LLMs Part 5: Tokenisation

This is part 5 in my series on building language models. See Part 1, Part 2, Part 3 and Part 4.

They say LLMs are just prediction machines. That’s actually entirely accurate in my case. What they predict next can change a bit, and this affects their outputs.

Prior to 2013?? language modelling tended to just use words as their basic units. Tokenisation was pioneered as an approach by Edinbugh University in 2018???

In this post, I explore 3 different approaches and show you the outcome of each. They are subtly different.

Next-character prediction

Initially ran with next-character prediction. Very good at generating words in the right vibe, but sentences had little-to-no coherence.

Next-word prediction

It was only a few minutes’ work required to re-wire this to use next-word prediction. My hope is that this would give us something slightly more readable, where the flow of words was determined probabilistically.

Tokenisation and next-token prediction

Next up is token-based, using BPE. Involves some very fiddly dictionary and set work. It also runs through the corpus a few thousand times before we’re done with it.

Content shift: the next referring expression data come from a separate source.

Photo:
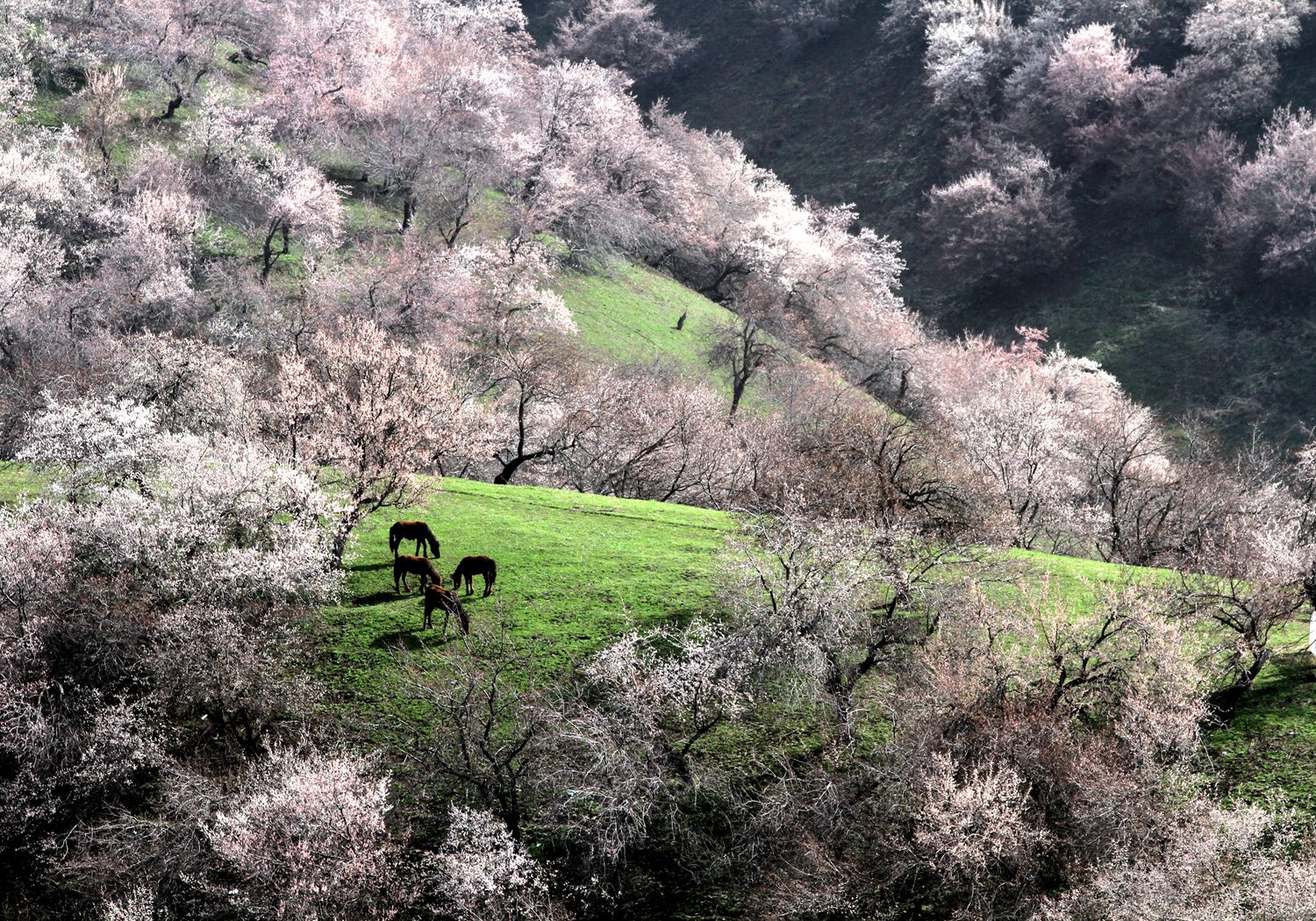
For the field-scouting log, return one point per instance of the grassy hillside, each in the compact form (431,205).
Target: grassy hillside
(629,312)
(574,571)
(849,118)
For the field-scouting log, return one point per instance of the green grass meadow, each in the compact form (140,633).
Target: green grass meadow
(573,571)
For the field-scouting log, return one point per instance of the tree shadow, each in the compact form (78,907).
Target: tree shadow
(413,639)
(378,597)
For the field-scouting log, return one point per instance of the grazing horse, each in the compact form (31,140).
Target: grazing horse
(447,599)
(420,566)
(473,566)
(412,531)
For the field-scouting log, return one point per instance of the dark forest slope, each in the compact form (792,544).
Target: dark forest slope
(848,118)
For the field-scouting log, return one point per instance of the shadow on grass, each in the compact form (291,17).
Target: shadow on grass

Tokenisation breaks words in the corpus down into their fundamental components, based on how frequently each chunk appears in the text. It allows for learning more granular patterns, probably. But maintains much of the goodness of next-word prediction, which leads to more coherent sentences.

Oddities

When training with tokens, you initially see some very strange stuff. At first, you get the usual untrained noise:

image

But the earlier iterations really like to focus on teh most common, safest words. And you just wind up with repetitive preposition soup:

image

A facepalm moment during training. Footer text appears on every page with the book title. So the book titles kept appearing during randomly generated tamples

image

Used Claude to clean out the corpus and strip out any repetitive artifacts.